In theory, cervicogenic headache is a headache that is caused by a problem in the neck. A cervical nerve block should provide significant relief as it treats «the cause» of the problem.

This definition does not address two very common situations: a person with migraine who has neck pain and a person who has post-traumatic headache with neck pain. 

Migraine Ping Pong Theory, neck version: 

A neck problem can cause migraine, and a migraine can cause neck pain. Moreover, a bad migraine might trigger a contraction in the shoulder muscles, creating a vicious circle of pain. Severe migraines might also decrease the ability to exercise and contribute to deconditioning. In this situation, the neck is part of the problem, but not the «only cause». See more on the Ping Pong theory (See this post)

The complicated case of post-traumatic headache:

Traumas may cause persistent neck pain, and in fact, most cervicogenic headache research is done on people who have post-traumatic headache. This confusion in the classification is not helpful to patients and hopefully will be adapted in the future. Considering the fact that migraine is a risk factor for persistent symptoms after a trauma, you can get into a situation with multiple factors, and this situation is common in real life. 

Occipital neuralgia: what is it?

A neuralgia is a pain caused by a problem in a specific nerve. Usually the pain is electrical, there is a sensory deficit (tingling, numbness) in a clear skin territory and blocking the nerve relieves the pain. As many migraine people have allodynia (skin sensitivity), pressing on the occiput will cause pain, but that does not mean that a nerve is really compressed. Many clinicians wrongfully diagnose occipital neuralgia in migraine patients. 

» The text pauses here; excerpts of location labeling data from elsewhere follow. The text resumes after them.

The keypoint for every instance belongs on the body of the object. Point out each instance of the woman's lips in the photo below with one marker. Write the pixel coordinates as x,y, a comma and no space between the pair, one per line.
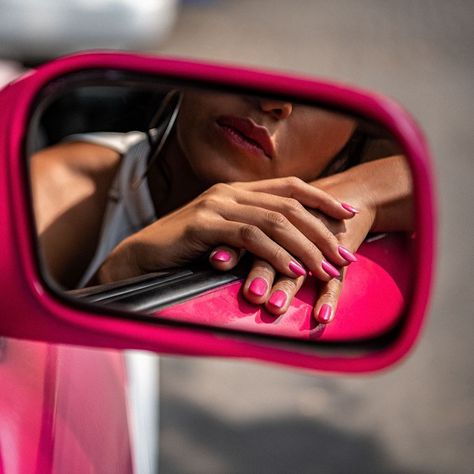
246,134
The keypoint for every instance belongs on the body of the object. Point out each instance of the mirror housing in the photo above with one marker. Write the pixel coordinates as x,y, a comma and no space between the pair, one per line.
29,310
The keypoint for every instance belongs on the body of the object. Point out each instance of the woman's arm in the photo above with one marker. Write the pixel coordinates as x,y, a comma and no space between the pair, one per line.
381,189
69,183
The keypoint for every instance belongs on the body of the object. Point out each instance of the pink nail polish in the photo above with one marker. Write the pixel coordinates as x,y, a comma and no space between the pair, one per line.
258,287
330,270
324,314
346,254
297,269
349,208
221,256
278,299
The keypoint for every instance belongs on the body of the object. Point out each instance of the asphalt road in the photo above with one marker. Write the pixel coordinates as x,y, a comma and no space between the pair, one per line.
226,416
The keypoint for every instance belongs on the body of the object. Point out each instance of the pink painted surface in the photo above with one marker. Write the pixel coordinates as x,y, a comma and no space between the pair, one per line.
62,409
375,292
30,311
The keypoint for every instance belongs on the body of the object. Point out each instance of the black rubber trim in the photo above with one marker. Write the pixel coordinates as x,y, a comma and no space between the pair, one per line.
156,291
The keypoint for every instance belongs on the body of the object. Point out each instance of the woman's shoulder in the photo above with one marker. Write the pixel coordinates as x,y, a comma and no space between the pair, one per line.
74,159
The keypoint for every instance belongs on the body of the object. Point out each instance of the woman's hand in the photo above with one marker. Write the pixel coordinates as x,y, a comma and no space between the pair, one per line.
272,219
381,193
264,286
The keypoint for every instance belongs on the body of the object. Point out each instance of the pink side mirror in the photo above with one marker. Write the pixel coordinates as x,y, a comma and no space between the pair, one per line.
193,309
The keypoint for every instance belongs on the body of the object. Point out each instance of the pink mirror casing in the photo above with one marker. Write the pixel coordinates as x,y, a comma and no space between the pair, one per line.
29,310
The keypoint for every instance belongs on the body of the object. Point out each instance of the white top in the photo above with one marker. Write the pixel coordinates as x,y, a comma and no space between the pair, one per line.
128,210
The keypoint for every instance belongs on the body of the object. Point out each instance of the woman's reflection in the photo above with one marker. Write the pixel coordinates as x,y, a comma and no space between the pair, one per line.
299,187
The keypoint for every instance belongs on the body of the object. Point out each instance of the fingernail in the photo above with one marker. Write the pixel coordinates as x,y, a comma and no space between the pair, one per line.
349,208
221,256
346,254
278,299
324,314
330,270
297,269
258,287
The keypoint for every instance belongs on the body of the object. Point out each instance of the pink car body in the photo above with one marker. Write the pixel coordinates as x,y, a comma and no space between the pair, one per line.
44,388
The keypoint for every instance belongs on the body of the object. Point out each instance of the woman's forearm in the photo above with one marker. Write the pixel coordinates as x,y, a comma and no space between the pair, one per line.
383,186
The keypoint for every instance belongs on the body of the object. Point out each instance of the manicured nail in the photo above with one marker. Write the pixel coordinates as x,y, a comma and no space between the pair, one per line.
221,256
330,270
258,287
349,208
324,314
278,299
297,269
346,254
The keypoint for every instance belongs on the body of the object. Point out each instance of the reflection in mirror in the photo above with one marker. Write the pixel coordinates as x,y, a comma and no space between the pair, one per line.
254,213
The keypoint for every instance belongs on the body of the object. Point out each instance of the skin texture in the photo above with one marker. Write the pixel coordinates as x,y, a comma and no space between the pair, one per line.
213,189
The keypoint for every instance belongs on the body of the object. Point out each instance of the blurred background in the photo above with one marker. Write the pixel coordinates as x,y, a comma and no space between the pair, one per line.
228,416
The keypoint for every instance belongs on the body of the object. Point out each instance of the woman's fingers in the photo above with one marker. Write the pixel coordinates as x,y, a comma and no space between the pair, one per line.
282,294
307,194
325,307
275,239
310,224
260,287
259,282
224,257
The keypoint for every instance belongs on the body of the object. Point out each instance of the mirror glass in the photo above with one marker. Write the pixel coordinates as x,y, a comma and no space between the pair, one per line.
202,205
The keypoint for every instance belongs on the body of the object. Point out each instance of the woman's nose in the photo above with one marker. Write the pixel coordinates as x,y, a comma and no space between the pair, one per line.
278,109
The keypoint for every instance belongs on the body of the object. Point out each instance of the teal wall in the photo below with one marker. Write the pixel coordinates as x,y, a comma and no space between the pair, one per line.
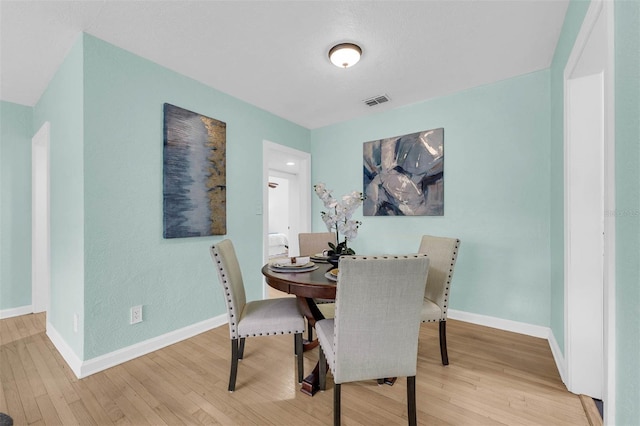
572,23
127,262
15,205
627,105
62,105
496,143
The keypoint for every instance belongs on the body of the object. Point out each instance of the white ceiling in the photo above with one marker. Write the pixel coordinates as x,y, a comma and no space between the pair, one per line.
273,54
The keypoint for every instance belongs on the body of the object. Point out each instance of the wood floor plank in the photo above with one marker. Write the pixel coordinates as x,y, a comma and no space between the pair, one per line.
494,378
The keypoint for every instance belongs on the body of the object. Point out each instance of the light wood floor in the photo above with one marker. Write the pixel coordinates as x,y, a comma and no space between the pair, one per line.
494,378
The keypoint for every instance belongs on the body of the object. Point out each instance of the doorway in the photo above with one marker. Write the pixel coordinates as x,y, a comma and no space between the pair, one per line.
291,168
40,220
589,193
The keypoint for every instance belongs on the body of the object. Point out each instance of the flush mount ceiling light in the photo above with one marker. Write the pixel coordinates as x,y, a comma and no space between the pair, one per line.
345,55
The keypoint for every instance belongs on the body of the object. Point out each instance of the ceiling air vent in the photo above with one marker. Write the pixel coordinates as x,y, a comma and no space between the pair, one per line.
376,100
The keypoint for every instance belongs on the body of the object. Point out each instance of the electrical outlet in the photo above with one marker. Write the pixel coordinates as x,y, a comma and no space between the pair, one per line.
136,314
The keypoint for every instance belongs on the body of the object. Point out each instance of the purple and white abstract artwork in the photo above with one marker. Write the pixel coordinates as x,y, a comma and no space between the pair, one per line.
404,175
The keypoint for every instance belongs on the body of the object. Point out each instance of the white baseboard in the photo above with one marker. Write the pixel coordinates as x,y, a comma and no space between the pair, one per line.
501,324
72,360
16,312
86,368
558,357
516,327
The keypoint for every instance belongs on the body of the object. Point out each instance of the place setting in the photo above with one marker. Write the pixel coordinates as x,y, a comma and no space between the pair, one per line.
293,264
332,274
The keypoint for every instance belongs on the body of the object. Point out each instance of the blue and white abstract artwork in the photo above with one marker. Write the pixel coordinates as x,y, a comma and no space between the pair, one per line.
194,187
404,175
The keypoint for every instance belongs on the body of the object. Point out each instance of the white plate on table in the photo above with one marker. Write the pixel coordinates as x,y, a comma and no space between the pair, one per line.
292,267
320,258
332,274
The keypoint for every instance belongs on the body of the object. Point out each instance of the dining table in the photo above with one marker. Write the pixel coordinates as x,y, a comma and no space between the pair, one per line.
307,286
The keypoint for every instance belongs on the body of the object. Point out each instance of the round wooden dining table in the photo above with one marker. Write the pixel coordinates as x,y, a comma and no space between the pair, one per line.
306,286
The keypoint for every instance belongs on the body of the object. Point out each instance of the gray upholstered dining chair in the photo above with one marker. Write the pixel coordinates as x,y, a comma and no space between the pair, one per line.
375,330
443,253
256,318
315,242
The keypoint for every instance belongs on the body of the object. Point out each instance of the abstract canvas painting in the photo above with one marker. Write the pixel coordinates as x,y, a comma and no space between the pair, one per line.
194,187
404,175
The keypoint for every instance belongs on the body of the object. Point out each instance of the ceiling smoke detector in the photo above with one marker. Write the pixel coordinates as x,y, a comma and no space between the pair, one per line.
376,100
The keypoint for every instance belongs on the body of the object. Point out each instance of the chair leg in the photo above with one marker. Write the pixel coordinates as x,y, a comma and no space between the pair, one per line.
336,404
299,355
234,365
322,371
443,343
411,401
241,348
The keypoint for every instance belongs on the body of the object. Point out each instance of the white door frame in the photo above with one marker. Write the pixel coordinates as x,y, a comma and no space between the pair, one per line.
40,220
598,9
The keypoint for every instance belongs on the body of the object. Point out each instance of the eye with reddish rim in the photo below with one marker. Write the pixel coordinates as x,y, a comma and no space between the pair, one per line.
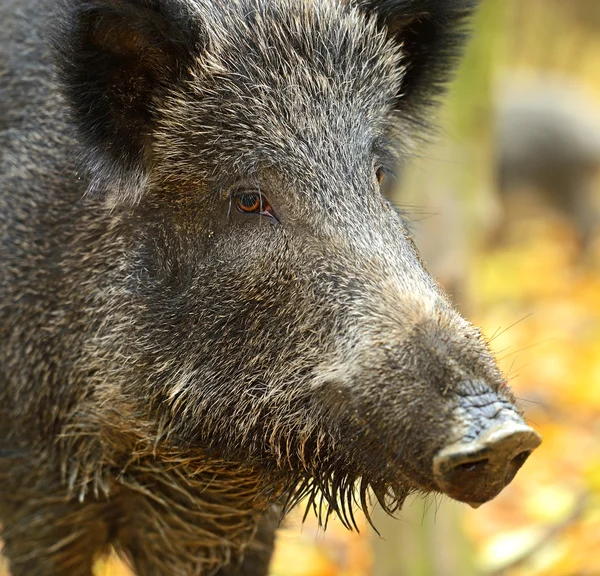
251,202
385,179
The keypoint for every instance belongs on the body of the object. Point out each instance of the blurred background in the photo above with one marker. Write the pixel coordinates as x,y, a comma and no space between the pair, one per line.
505,208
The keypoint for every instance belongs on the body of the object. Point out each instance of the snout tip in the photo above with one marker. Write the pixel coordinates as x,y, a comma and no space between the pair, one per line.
477,471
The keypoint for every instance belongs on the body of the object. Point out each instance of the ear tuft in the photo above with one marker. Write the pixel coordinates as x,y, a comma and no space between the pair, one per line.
431,34
116,59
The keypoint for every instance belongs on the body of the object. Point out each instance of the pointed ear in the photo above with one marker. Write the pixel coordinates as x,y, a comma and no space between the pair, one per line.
431,34
116,59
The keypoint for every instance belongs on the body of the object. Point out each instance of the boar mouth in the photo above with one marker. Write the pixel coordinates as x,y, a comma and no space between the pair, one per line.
477,471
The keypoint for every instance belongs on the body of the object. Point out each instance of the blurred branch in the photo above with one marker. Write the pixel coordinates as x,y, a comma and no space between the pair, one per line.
552,532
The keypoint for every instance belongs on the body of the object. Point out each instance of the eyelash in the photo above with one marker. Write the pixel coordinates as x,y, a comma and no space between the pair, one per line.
251,202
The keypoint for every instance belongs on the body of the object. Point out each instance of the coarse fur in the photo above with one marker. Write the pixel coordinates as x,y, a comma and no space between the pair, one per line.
174,373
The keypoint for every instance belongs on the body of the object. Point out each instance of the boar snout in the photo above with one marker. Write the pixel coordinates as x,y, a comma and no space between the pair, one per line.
479,466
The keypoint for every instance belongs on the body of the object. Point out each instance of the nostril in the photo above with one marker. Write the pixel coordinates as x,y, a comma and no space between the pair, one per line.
477,471
475,466
515,464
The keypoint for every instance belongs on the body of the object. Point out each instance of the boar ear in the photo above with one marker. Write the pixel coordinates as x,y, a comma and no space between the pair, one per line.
431,34
115,60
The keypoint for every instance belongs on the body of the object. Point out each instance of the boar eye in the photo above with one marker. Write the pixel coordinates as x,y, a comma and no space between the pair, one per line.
253,203
385,179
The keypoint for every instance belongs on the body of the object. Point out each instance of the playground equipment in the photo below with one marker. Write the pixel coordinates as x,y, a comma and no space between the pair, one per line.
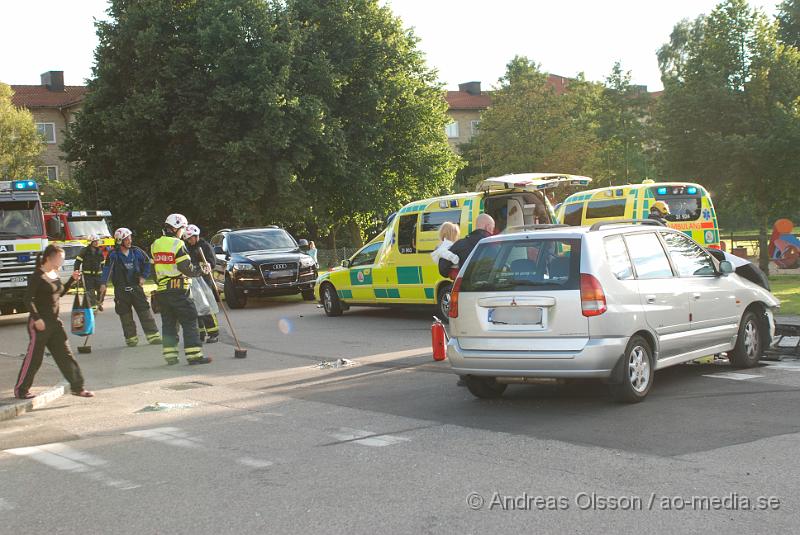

How does the physician diagnose cervicogenic headache? 

There is no unique answer to this question, as there is still a lot of controversy about this. In theory, Cervicogenic headache excludes people with migraine and trauma. Also in theory, cervicogenic headache should be diagnosed based on some «proof» like imaging, examination etc but in real life we do not have reliable tests to diagnose cervicogenic headache. 

One technique used as a diagnostic test is to do a C2-C3 blockade and see if the headache gets better, proving the origin of the problem. But this technique is not perfect. It can lead to a placebo response or to a failure in refractory situation still caused by a neck issue. 

What can be done to treat cervicogenic headache?

Usually, a global approach including physiotherapy (strengthening and stretching), medications, blocks and other techniques to manage chronic pain is adopted. Many patients consult chiropractors and osteopaths for this problem. The chiropractic and osteopathic theories should be discussed separately as they are controversial from the point of view of traditional medicine. Cervicogenic headache is usually not an easy situation and it may require long term management. 

REFERENCES

Bogduk N, Govind J. Cervicogenic headache: an assessment of the evidence on clinical diagnosis, invasive tests, and treatment. Lancet Neurol. 2009;8(10):959-68.